Milano – Mentre il mondo esterno discute dell’ultimo decreto, che dovrebbe avviare la cosiddetta Fase 2, in carcere prosegue la fase 1. Sono 21 al momento i detenuti risultati positivi al virus nelle carceri milanesi (più altri 3 in Lombardia), mentre 122 ristretti sono stati posti in isolamento precauzionale. Numero che raddoppia se ci si riferisce all’intero suolo regionale. Sono gli ultimi dati che ha comunicato oggi il provveditore dell’amministrazione penitenziaria lombarda, Pietro Buffa, sentito in videoconferenza dalla sottocommissione carceri del Comune di Milano.

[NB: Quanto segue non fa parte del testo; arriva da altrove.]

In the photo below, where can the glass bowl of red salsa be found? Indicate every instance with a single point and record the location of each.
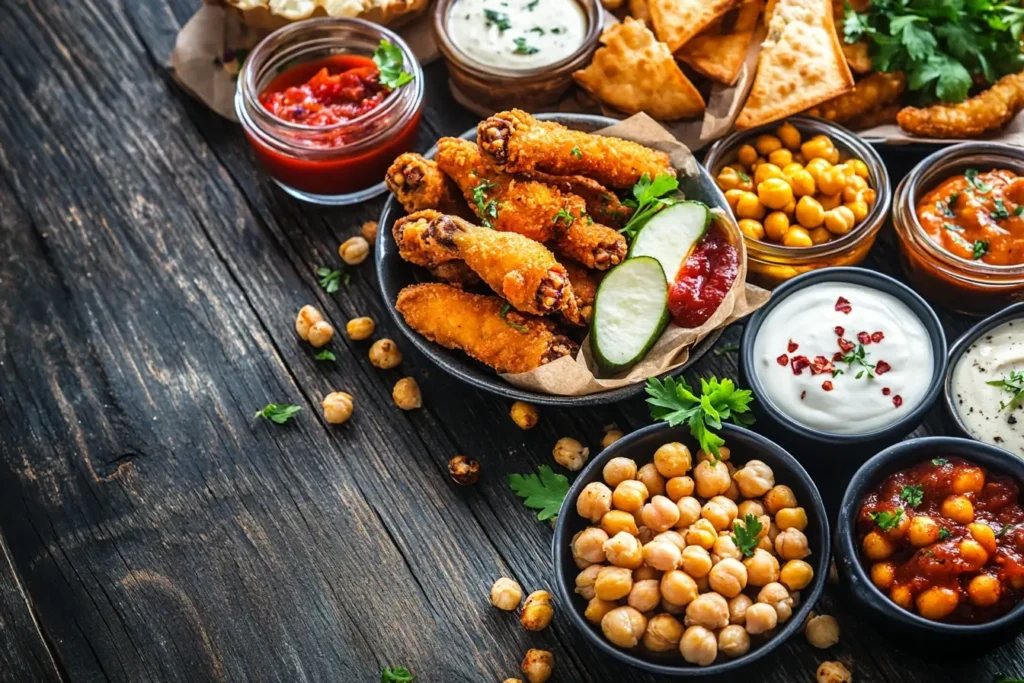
(961, 226)
(931, 540)
(317, 113)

Per far fronte alla situazione si è deciso di organizzare un reparto covid all’interno del carcere di San Vittore, il carcere più problematico perché – come ha spiegato Buffa – “non ha celle singole ma multiple”. Di contro, il penitenziario che sorge nel centro della città, ha “un centro clinico strutturalmente migliore” e, dal giorno della rivolta, ha visto la sua situazione interna migliorare nettamente, grazie al minor affollamento delle celle.
Quando, il 9 marzo scorso scoppiò la rivolta che portò i detenuti sui tetti, San Vittore custodiva 950 persone, al punto che “non c’era più neppure una branda disponibile” – ha spiegato il suo direttore Giacinto Siciliano. Da allora “Abbiamo avuto la necessità di ridurre la presenza con provvedimenti deflativi e alcuni trasferimenti e, nel momento in cui la presenza si è ridotta di circa 200 unità rispetto all’inizio, questo ci ha consentito di gestire al meglio le situazioni di positività” – ha proseguito. Attualmente i detenuti sono 693 uomini e 63 donne, 4 delle quali con figli. Qui le scarcerazioni sono avvenute in base alla legge 199/2010, che consente di scontare a casa l’ultimo anno di condanna, e revocando le custodie cautelari.
Più tranquilla la situazione nel carcere di Opera a detta del suo direttore, Silvio di Gregorio, dove la consapevolezza del rischio avrebbe generato comportamenti responsabili da parte di tutti. Opera non ha avuto detenuti positivi, ma ha perso per il virus un agente di polizia penitenziaria.
Infine nella casa di reclusione di Bollate, da anni considerato istituto modello, dal 10 marzo al 10 aprile sono state effettuate 220 scarcerazioni, portando il numero dei reclusi a quota 1171. Qui – ha relazionato la direttrice Cosima Buccoliero – sono proseguite le attività lavorative interne al carcere, mentre coloro che, in articolo 21, potevano uscire per lavorare, hanno perso il posto a causa della crisi.
Nei penitenziari sono ancora in vigore le limitazioni alle visite dei parenti e per il momento non si parla ancora di modificarle, ma in previsione di una ripresa dei colloqui – ha concluso Buffa – occorrerà organizzarsi per prevenire l’ingresso del virus in carcere: “Siamo al lavoro con le indicazioni che ci dà la sanità regionale … ma sono tutte iniziative che tendono alla limitazione del rischio, non all’annullamento.”